Regardless of your belief about whether or not people should kneel or stand during the National Anthem at professional or college games, it is their right to do so.
I will always stand as long as I can stand. That’s my choice as much as your choices are your choices. Both are protected by our Constitution and have been supported by the Supreme Court many times.
It’s not my place to tell these players what to do, many of whom grew up in poverty, watched family be prosecuted and jailed, and have seen generations lost to violence in their streets. They now have a position and wealth that most never attain. They’re using that position to do good in their communities, but that’s not enough for some players. Those who languish in the status quo deserve people that can and will stand up for them, even if that means kneeling and taking the heat publicly.
It IS my place to protect their right to peacefully protest our government, because that’s what men and women died for while fighting for America, and while fighting for rights here IN America.

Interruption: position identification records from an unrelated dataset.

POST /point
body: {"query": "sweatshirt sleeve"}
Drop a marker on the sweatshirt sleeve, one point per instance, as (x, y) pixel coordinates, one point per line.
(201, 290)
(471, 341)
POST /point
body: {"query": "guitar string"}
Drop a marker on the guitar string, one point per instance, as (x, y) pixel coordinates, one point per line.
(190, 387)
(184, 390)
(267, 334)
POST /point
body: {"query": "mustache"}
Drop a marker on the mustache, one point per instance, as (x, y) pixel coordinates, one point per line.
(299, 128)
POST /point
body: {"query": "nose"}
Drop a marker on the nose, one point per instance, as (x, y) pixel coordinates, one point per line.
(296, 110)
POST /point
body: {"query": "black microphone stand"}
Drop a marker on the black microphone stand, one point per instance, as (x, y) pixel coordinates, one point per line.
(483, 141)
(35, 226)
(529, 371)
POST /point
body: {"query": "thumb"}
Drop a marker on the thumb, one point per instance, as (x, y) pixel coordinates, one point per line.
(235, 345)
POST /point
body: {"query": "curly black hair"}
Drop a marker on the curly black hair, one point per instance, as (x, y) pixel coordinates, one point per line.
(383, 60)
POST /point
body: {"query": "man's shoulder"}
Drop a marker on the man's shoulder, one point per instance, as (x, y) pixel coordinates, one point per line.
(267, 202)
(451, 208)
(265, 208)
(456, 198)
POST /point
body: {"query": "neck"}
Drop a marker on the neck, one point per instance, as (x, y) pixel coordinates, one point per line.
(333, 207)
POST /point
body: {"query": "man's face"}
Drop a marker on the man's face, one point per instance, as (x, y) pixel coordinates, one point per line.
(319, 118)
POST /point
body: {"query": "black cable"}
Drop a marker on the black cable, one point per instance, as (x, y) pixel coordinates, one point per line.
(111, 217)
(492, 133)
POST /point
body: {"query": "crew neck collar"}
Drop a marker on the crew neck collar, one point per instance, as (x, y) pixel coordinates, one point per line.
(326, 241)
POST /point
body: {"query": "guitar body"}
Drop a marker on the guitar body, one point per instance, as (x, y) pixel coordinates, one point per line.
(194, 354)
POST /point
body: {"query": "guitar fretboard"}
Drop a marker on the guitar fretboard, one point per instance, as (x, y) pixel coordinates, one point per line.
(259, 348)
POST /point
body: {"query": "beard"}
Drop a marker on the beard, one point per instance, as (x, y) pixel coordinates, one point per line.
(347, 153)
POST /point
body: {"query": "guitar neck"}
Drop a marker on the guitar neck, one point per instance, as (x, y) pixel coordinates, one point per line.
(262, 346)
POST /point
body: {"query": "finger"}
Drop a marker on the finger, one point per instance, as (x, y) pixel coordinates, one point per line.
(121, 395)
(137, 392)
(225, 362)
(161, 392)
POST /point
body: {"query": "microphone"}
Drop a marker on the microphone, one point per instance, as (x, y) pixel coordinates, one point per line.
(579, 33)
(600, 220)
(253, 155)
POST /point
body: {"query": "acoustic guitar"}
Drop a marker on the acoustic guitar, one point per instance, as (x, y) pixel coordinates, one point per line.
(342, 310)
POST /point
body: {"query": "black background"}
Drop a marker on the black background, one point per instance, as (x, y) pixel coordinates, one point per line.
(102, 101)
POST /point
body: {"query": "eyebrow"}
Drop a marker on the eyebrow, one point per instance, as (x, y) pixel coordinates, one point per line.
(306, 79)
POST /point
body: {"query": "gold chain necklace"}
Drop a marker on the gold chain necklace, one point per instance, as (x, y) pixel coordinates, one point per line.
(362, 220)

Also, adding more hatred and bigotry into the national conversation does nothing to move our country forward. We need to move forward together.
The First Amendment is First for a reason. It’s what keeps our government serving all her people. If we lose sight of that, we’re in much deeper trouble than we could imagine.
I want to live in a country where we all want to stand together in solidarity with one another.
That’s the American Dream I’ve believed in throughout my life.
We can achieve it, but only through dialogue, listening, and coming together instead of tearing each other apart.